Option D, which mentions 802.1X to enforce company policy on BYOD user hardware, is a valid security measure, and it may be part of an overall security strategy. 802.1X is a network access control (NAC) standard that provides a mechanism for authenticating devices trying to connect to a network. However, it alone may not be sufficient to address all security concerns related to BYOD. The reason Option B may be a stronger choice is that it incorporates both a firewalled environment for client devices and a secure Virtual Desktop Infrastructure (VDI) for BYOD users. This combination offers a more comprehensive approach to security. The firewalled environment adds a layer of protection for client devices, and VDI allows for centralized control and management of the virtual desktops, reducing the potential risks associated with diverse and potentially less-secure BYOD hardware.

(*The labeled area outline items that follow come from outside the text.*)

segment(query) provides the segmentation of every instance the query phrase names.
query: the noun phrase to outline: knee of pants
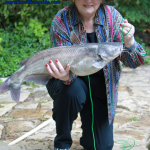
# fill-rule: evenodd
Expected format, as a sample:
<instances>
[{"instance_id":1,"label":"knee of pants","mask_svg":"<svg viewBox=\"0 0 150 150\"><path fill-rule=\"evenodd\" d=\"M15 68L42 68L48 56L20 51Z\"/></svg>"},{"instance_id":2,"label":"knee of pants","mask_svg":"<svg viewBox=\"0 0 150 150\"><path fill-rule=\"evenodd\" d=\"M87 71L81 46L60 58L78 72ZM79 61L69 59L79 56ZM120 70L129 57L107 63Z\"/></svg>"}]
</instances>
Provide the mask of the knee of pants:
<instances>
[{"instance_id":1,"label":"knee of pants","mask_svg":"<svg viewBox=\"0 0 150 150\"><path fill-rule=\"evenodd\" d=\"M86 101L88 93L86 84L79 78L70 85L65 85L62 81L53 79L47 85L47 89L54 100L54 105L56 101L57 103L77 101L79 104L83 104Z\"/></svg>"}]
</instances>

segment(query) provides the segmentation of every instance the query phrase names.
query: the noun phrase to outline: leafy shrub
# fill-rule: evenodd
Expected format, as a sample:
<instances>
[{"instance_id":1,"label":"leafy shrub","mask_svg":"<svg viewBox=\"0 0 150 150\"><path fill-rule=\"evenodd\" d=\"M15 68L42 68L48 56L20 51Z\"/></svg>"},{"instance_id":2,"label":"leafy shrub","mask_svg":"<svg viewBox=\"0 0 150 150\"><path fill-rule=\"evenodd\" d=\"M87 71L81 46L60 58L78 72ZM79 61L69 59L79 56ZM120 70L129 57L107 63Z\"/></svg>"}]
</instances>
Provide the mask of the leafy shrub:
<instances>
[{"instance_id":1,"label":"leafy shrub","mask_svg":"<svg viewBox=\"0 0 150 150\"><path fill-rule=\"evenodd\" d=\"M9 0L13 1L13 0ZM42 1L42 0L41 0ZM47 0L51 1L51 0ZM13 27L19 26L25 30L30 19L37 19L44 23L45 27L50 27L55 14L64 7L61 4L6 4L5 0L0 1L0 27L6 29L11 24Z\"/></svg>"},{"instance_id":2,"label":"leafy shrub","mask_svg":"<svg viewBox=\"0 0 150 150\"><path fill-rule=\"evenodd\" d=\"M149 0L113 0L110 5L116 9L136 27L143 31L150 27L150 2Z\"/></svg>"},{"instance_id":3,"label":"leafy shrub","mask_svg":"<svg viewBox=\"0 0 150 150\"><path fill-rule=\"evenodd\" d=\"M0 29L0 38L3 39L1 42L3 51L0 51L0 77L10 76L19 69L19 63L23 59L50 48L50 36L48 32L45 33L48 29L42 28L42 23L31 20L26 31L13 33Z\"/></svg>"}]
</instances>

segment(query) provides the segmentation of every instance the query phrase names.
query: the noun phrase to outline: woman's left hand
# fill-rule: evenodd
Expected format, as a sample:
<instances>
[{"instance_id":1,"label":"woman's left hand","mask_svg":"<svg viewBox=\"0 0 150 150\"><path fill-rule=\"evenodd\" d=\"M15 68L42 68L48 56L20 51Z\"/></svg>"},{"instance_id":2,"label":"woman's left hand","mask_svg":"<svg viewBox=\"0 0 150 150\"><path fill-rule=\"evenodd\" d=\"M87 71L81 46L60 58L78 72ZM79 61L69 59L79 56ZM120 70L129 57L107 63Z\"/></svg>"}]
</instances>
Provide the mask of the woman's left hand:
<instances>
[{"instance_id":1,"label":"woman's left hand","mask_svg":"<svg viewBox=\"0 0 150 150\"><path fill-rule=\"evenodd\" d=\"M123 24L124 24L124 28L123 28ZM128 33L128 31L130 30L132 26L131 31ZM128 23L128 20L125 19L124 23L120 24L120 31L122 32L122 28L123 28L123 35L125 35L126 33L128 33L126 36L123 37L123 41L125 43L126 47L131 47L134 44L134 33L135 33L135 27Z\"/></svg>"}]
</instances>

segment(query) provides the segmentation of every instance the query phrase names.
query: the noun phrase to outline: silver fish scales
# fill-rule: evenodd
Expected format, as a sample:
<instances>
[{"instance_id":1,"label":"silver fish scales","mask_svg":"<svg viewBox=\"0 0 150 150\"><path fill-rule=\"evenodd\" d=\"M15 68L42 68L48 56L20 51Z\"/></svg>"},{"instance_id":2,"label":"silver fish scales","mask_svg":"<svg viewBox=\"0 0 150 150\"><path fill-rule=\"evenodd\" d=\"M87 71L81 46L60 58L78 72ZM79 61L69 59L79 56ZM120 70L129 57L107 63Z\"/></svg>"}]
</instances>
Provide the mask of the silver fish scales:
<instances>
[{"instance_id":1,"label":"silver fish scales","mask_svg":"<svg viewBox=\"0 0 150 150\"><path fill-rule=\"evenodd\" d=\"M64 68L70 64L73 73L86 76L102 69L123 49L122 43L118 42L81 44L74 32L71 32L70 39L75 45L43 50L23 60L21 67L0 85L0 93L10 90L12 99L19 102L22 82L46 85L52 78L45 67L49 60L55 63L58 59Z\"/></svg>"}]
</instances>

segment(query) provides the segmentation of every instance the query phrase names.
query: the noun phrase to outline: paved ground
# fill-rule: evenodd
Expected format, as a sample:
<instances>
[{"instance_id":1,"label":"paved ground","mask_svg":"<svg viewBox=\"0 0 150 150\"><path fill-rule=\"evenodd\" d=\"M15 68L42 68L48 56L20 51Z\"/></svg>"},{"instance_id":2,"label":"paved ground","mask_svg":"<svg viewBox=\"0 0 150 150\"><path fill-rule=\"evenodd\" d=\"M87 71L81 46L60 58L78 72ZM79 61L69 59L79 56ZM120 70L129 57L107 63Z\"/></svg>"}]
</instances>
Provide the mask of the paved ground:
<instances>
[{"instance_id":1,"label":"paved ground","mask_svg":"<svg viewBox=\"0 0 150 150\"><path fill-rule=\"evenodd\" d=\"M45 87L23 85L17 104L9 92L0 95L0 139L10 143L52 117L53 101ZM71 150L82 150L80 116L73 124ZM9 150L53 150L55 122L9 146ZM114 121L114 140L135 139L133 150L147 150L150 139L150 66L136 70L123 68L119 86L119 101ZM120 150L117 142L113 150ZM129 141L132 144L132 141Z\"/></svg>"}]
</instances>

B. A firewalled environment for client devices and a secure VDI for BYOD users This option suggests implementing a firewalled environment for client devices, which helps protect against unauthorized access and potential security threats. Additionally, using a secure Virtual Desktop Infrastructure (VDI) for BYOD users can provide a controlled and secure environment for accessing company resources, minimizing the risk of compromising sensitive data.

VDI acts like a jumphost where only applications and services required are enabled. 802.1X is nothing more than authentication. How do you control an endpoint with ramsonware, worms, RATs, outdated software,... You cannot check if a device is compliant only with 802.1X

Here’s why this is the best option: A VDI environment allows the company to control the operating system and applications that the employees use for their work, regardless of the employee’s personal device. This setup keeps company data within the company’s controlled environment and does not store sensitive data on the employee’s personal device. A firewalled environment helps to protect the network by managing traffic to and from the VDI and the client devices, thus reducing the risk of malware or data exfiltration. 802.1X provides network port-based access control which is useful for authenticating devices that connect to the network. However, it does not address the security of the data on the devices themselves and how the devices are used outside of the network's environment.

A firewalled environment for client devices and a secure VDI (Virtual Desktop Infrastructure) for BYOD users would be the most likely recommendation for securing the proposed solution. A firewalled environment can help isolate and protect the client devices from unauthorized network access or attacks. A secure VDI can provide a virtualized desktop environment for BYOD users that can be centrally managed and controlled by the organization. A VDI can also prevent data leakage or malware infection from BYOD devices, as the data and applications are stored on the server side rather than on the device itself

B only seems logical to me. Using VDI makes the BYOD a dump device that does not need to have much power. Seprating the BYOD devices is always a good idea. On th eother hand the old Workstation could function as ThinClient to the VDI infrastructure. Tough choice here.

The answer is in the question put by Sepu !!!

D. There is no point to for BYOD if you’re to force users into VDIs anyway, just use the outdated workstations. The firewall would also not protect the BYOD machine from infecting each other. 802.1x supplicants can absolutely be used to force devices to be updated before allowing them on the network.

802.1X protect network, question focus on hardware security so i going with B.

legally you can't enforce policies on devices that aren't yours...

802.1X is an authentication framework, and to my knowledge does nothing to prevent infected devices from connecting to the network nor does enforcing company policy on user hardware is in any way better than having BYOD users connect to the company resources through secure VDIs from their personal device. in addition 802.1X does nothing for remote users.

Correct Answer is B 802.1x has nothing to do with the question.

it is D

After reviewing 802.1x, it can keep infected machines from connecting to the network.